Semua berjalan sesuai dengan harapan Rein dan Davin dalam hidup ini. Berawal dari pertemuan asmara yang disengaja oleh Davin sendiri hingga berakhir menjadi sepasang kekasih yang telah melewati berbagai macam rintangan untuk tetap bersama. Air mata, pengorbanan, patah hati, kecewa, marah, bingung, dan berbagai macam emosi lainnya, mereka telah melewatinya dengan susah payah hingga mereka akhirnya sampai pada sebuah garis- yah, sebuah garis dimana Tuhan mengizinkan mereka bersatu kembali dalam sebuah ikatan yang sakral atas restu Tuhan.
"Mas, aku tidak percaya kita sekarang telah resmi menjadi sepasang suami-istri." Kata Rein lembut sembari menyandarkan kepalanya di dada bidang sang suami.

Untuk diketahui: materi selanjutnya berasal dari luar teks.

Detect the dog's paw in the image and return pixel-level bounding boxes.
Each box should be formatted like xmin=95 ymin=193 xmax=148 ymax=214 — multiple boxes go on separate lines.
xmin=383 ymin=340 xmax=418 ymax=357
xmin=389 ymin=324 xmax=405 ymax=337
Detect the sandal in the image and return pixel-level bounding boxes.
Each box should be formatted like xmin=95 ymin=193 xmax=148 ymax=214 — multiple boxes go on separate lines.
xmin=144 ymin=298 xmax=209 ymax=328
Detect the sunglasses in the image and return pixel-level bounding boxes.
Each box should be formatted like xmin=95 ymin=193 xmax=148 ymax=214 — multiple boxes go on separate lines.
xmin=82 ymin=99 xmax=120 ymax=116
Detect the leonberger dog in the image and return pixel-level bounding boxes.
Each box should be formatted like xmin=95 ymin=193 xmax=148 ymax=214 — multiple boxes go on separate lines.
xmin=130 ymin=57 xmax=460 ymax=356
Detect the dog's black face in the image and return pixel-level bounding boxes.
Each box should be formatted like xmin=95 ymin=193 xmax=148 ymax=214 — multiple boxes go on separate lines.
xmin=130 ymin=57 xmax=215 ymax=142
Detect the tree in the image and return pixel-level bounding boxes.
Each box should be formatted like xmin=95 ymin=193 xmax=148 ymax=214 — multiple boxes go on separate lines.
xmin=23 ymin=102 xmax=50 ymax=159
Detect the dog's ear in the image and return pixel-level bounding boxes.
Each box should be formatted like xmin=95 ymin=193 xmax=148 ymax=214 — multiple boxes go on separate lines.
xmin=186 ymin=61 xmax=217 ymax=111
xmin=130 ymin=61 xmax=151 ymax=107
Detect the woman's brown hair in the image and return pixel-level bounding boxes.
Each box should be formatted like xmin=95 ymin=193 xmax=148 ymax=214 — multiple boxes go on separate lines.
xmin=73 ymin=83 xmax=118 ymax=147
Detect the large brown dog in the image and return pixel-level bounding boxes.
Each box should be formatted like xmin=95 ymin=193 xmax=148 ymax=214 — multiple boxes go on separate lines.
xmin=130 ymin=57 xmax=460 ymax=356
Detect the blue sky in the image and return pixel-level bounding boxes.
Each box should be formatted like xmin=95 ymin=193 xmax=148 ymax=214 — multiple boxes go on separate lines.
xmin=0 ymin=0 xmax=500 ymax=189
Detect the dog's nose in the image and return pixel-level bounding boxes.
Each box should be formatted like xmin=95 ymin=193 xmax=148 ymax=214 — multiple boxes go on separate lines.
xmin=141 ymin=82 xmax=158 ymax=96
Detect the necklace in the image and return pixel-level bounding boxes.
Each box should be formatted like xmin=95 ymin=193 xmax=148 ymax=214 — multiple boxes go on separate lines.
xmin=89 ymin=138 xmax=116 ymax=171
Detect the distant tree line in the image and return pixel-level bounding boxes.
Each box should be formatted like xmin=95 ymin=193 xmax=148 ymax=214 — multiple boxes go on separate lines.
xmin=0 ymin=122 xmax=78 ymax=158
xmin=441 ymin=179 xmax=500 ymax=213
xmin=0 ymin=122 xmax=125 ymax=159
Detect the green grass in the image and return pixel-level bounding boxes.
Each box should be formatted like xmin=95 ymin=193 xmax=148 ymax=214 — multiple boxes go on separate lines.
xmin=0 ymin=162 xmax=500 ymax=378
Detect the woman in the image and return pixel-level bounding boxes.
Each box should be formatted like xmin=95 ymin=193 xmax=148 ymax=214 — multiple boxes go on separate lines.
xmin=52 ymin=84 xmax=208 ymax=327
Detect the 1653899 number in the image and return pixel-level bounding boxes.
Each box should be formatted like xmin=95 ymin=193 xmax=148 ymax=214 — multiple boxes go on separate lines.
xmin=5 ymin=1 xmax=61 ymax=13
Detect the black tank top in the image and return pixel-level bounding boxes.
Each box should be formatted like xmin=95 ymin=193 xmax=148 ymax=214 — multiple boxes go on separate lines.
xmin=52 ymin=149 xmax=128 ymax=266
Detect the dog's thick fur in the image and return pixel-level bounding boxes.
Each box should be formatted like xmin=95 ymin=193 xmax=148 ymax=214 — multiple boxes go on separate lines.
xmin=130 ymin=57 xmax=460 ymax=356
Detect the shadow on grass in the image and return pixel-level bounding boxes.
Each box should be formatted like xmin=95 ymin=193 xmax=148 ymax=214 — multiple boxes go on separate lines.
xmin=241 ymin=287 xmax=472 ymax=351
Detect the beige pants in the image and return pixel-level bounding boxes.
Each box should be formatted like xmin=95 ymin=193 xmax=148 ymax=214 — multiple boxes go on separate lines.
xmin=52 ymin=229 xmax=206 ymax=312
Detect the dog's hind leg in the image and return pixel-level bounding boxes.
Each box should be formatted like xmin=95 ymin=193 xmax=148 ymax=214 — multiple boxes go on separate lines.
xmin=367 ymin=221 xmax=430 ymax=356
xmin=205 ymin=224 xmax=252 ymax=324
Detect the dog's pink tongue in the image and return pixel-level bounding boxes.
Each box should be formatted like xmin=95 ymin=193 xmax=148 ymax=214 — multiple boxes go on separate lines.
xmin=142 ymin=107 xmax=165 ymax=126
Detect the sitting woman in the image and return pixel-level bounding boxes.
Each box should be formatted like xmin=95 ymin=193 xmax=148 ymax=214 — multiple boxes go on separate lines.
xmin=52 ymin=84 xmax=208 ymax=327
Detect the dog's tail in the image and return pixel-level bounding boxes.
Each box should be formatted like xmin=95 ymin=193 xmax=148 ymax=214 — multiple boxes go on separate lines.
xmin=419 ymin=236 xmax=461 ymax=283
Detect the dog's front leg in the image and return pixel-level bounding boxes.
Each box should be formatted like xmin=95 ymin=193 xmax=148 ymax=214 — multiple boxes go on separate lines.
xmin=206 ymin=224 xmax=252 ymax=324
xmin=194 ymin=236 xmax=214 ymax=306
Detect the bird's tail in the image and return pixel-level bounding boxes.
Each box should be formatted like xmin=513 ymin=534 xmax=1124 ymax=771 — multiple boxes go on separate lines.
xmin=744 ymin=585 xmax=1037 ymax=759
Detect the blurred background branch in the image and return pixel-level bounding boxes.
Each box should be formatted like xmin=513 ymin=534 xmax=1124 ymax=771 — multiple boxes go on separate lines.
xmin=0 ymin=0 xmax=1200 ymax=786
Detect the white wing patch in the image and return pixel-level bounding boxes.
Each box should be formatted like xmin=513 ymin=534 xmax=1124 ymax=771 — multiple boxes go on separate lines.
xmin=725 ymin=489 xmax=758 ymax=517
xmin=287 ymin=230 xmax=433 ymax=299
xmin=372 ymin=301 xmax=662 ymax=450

Saat ini mereka sedang duduk di atas pasir menikmati sinar matahari terakhir hari ini. Cahayanya memiliki warna keemasan yang indah, terpantul samar di atas gelombang air laut yang tidak pernah berhenti menabrak batu karang di pantai, terlihat sangat keras kepala dan tidak pernah putus.
"Tuhan selalu memiliki jalan untuk hamba-hamba-Nya yang tidak pernah putus asa memperjuangkan kemenangannya. Kita akhirnya menang, Ga. Kita menang melawan orang-orang yang memiliki niat jahat untuk menjatuhkan dan memisahkan kita berdua. Yah, kita menang dan Tuhan menghadiahi kita dengan pernikahan ini. Sungguh, betapa bahagianya aku dapat menikahi kamu. Memiliki kamu seorang diri dan menjadi satu-satunya orang pemilik hatimu. Rein Xia, Rein Xia istriku, aku tahu sejak pertama kali aku melihatmu bila bahagiaku ada bersamamu. Dan Tuhan telah menunjukkannya selama bertahun-tahun terakhir ini jika aku tidak akan pernah lepas dari dirimu selama sisa hidupku. Ini bukanlah sebuah hukuman, Rein, tapi ini adalah sebuah nikmat yang Tuhan limpahkan kepadaku untuk menebus semua ujian yang telah berhasil kita lewati." Ujar Davin mulai mengenang setiap pengorbanan yang telah dia lakukan.
Dia harus mengorbankan kedua orang tuanya untuk kekuasaan yang tidak dia harapkan, dia juga harus mengorbankan hubungannya untuk kekuasaan yang tidak pernah di inginkan, dia...dia hampir kehilangan dirinya untuk sesuatu yang tidak pernah dia inginkan.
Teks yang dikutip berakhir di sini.